# 7 Footer: St.Croix vs Batson vs MHX



## JimG

Need some advice from your experienced builders: I'm going to build a couple of 7' rods, one for me and one for my fishing pardner Sonny. I've built a couple of 6'6" from that gorgeous little FTU BSRT66L, and we are both spoiled to the light weight. ( I built them as spiral micros.)

I'm looking at these blanks:

St. Croix SCv 5S70mlf-b
Batson XP842 or XSB822.5 (6'10")
MHX SJ842 (I like the white one)
FTU IM10X Chrome
FTU BSRT70L

I am open to any more suggestions you might have...thanks!!

Jim


----------



## fishin styx

Great choices.
The MHX SJ842 is a super sweet blank for inshore artificial fishing. I've got that blank in white in the dryer now and that is a great paint job. 
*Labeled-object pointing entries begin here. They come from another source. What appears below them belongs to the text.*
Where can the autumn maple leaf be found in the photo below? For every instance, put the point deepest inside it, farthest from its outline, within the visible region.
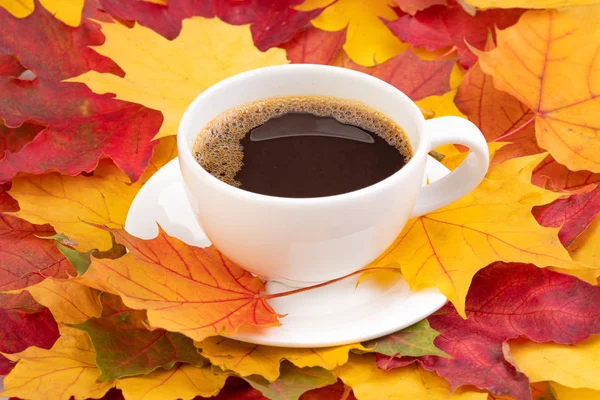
(192, 290)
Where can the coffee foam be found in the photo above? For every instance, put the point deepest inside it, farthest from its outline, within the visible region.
(218, 150)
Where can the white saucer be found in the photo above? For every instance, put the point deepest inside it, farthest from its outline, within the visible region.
(336, 314)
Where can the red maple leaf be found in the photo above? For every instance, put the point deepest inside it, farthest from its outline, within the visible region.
(25, 259)
(271, 22)
(439, 27)
(20, 330)
(80, 129)
(315, 46)
(52, 49)
(507, 301)
(10, 65)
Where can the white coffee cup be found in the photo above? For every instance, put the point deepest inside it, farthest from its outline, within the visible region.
(301, 242)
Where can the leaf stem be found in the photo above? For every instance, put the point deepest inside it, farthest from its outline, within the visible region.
(529, 121)
(305, 289)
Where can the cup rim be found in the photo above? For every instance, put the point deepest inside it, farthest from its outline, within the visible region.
(187, 157)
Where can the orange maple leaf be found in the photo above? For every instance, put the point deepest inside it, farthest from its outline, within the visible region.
(187, 289)
(549, 62)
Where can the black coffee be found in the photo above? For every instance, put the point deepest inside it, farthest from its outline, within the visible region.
(310, 146)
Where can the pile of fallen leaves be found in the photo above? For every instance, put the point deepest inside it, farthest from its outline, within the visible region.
(92, 93)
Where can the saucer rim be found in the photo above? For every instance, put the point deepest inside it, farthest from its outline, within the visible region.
(278, 336)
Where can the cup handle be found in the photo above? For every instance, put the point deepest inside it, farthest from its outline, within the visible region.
(465, 178)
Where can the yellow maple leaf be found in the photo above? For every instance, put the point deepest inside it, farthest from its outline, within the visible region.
(250, 359)
(575, 365)
(168, 74)
(411, 382)
(529, 3)
(182, 382)
(447, 247)
(68, 11)
(67, 369)
(533, 61)
(368, 40)
(566, 393)
(69, 301)
(102, 199)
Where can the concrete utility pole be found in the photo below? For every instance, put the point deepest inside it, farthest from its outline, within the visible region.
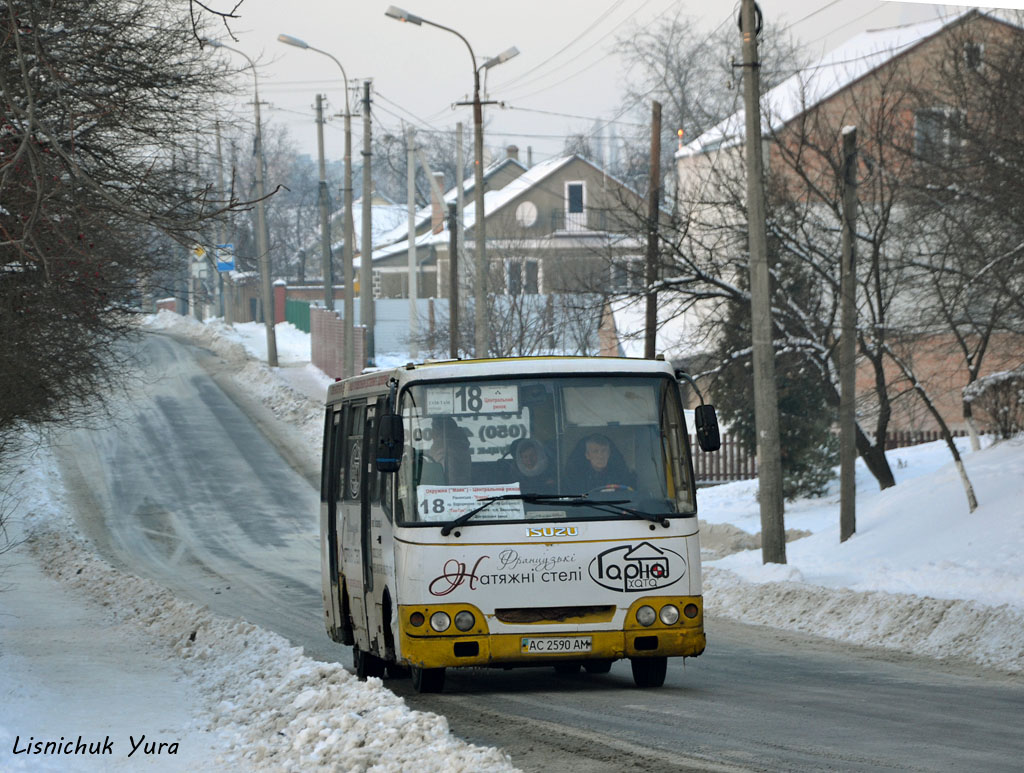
(653, 196)
(413, 290)
(847, 344)
(453, 282)
(460, 197)
(325, 211)
(224, 308)
(348, 356)
(765, 396)
(367, 309)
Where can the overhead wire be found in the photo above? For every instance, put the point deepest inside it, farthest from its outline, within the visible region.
(568, 45)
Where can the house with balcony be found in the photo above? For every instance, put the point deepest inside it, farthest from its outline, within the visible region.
(899, 87)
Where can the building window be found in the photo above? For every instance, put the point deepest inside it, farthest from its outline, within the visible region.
(936, 134)
(627, 274)
(576, 206)
(974, 55)
(522, 276)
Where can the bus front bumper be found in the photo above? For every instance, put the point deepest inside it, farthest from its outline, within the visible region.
(510, 649)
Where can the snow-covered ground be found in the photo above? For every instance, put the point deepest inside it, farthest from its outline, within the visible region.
(88, 650)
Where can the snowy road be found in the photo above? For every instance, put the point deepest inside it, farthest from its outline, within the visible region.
(182, 487)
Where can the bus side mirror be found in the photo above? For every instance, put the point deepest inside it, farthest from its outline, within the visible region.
(706, 425)
(390, 441)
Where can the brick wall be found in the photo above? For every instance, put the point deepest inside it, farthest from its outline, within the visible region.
(327, 331)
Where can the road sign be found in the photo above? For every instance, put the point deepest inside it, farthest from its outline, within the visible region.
(225, 257)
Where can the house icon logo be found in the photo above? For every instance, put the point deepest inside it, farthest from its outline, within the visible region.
(633, 568)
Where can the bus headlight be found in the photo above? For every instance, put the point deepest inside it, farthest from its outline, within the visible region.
(669, 614)
(646, 615)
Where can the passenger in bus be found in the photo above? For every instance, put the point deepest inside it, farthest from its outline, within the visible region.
(450, 449)
(532, 468)
(600, 465)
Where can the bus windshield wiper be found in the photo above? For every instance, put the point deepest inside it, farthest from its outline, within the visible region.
(571, 500)
(535, 499)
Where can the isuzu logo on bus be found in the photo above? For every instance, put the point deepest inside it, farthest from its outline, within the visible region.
(552, 531)
(632, 568)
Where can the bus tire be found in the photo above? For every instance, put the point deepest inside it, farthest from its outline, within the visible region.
(367, 664)
(394, 671)
(649, 672)
(428, 680)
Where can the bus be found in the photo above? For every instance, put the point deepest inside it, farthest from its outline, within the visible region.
(530, 511)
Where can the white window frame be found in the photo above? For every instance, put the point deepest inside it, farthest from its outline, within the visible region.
(634, 274)
(946, 143)
(576, 220)
(521, 263)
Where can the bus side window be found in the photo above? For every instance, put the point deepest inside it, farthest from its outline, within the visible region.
(372, 485)
(329, 469)
(352, 468)
(337, 461)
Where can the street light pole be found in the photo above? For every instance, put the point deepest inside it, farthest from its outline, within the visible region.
(479, 225)
(325, 211)
(262, 234)
(348, 362)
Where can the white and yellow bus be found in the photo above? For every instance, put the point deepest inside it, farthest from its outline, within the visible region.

You might also want to look at the MHX High Modulus DS822, that is a true hoss of a rod blank.


----------



## Chunkn' Charlie

I have a Batson XSB 822.5 I'll sell ya for $70

I think the xsb822.5 is the best all around wadefishing blank.
Super light and extremely sensitive works tails corkys and small top waters well

The xp842 is a great tail rod but too wholly for heavier baits


----------



## xxxxxQTRODS

ftu brst70l is a very sweet rod. it is perfect for what u want to do. if u want it white u go to the hardware store and buy some apliance white epoxy or laquer in rustoleme. rub down with a scotch pad or 600 whip your blank down with some paint prep or denatured alco. then put some rubber gloves so u do not get oil on the blank and paint it.


----------



## casewilliams

I have built on all three blanks listed, batson rx 8, both of them broke on hook set,white mhx 7' ml blank was ok but not very straight, and now I'm using st.croix sc3 66mm and 66mf, hands down better than the other blanks listed. The mm weighs 2.5oz and the Mf weighs 2.9 oz I primarily fish for.flounder but have caught reds over 10 lbs on both rods with no problem.


----------



## Swampland

I'd get in touch with Charlie and snatch that 822.5 for that price. It's a great blank for the type of light action fishing you're planning on building it for.


----------



## JimG

Thanks for the replies! This site is the best...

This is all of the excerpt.